6. Understanding how the Sun influences weather and climate phenomena is therefore critical to the core mission of WMO towards building resilient societies. National Meteorological and Hydrological Services provide expertise and services both to harness the power of the Sun and to protect us from it. These include 24/7 weather observations and forecasts, as well as monitoring of atmospheric greenhouse gases, ultraviolet radiation, aerosols and ozone and their consequent effects on people, climate, air and water quality and marine and terrestrial life.
7. With today’s technology, it’s hard to imagine a time when we didn’t know what the weather was going to be like. In today’s digital economy and smart nation environment, technology becomes the enabler to help socialize and disseminate weather information better and more effectively to the public at large.
8. In Brunei Darussalam, in light of the 4th Industrial Revolution (IR4.0), disseminating and forecasting weather information effectively and efficiently will incessantly depend on internet access and ongoing technological progress so that information can continuously be shared seamlessly and accurately in real time.

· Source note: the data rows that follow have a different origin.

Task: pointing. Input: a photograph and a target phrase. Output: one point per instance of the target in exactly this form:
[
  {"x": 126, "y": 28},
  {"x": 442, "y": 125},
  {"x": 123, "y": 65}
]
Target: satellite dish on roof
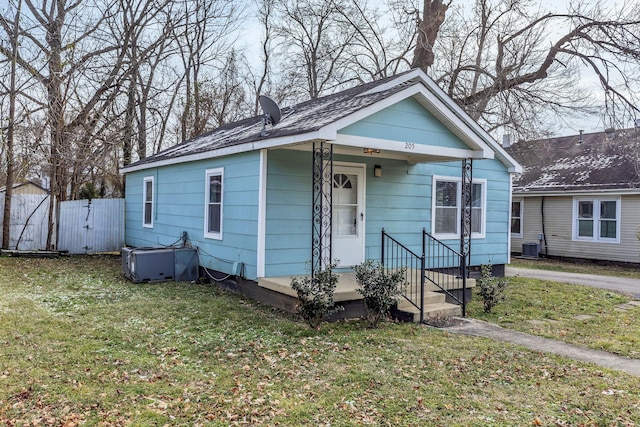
[{"x": 272, "y": 113}]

This is because such information could very well determine life or death as well as determine effective and necessary mitigation or preventive measures towards protecting life as well as property as urgently and as timely as possible.
9. The Ministry of Transport and Infocommunications through the Brunei Darussalam Meteorological Department (BDMD) therefore strives to meet these challenges not only from the technological perspective but also in actively assessing and developing the department’s human resource development program. In this respect, upskilling and reskilling as required in the IR4.0 environment of personnel in areas of weather forecasting and observation have been in the forefront of training programmes.
10. The last two years have seen BDMD personnel undergoing online training as well as local and overseas training to increase the department’s capacity especially in data retrieval, data analysis and digital forecasting techniques. This is the relevance we seek for meteorological services in a digital economy.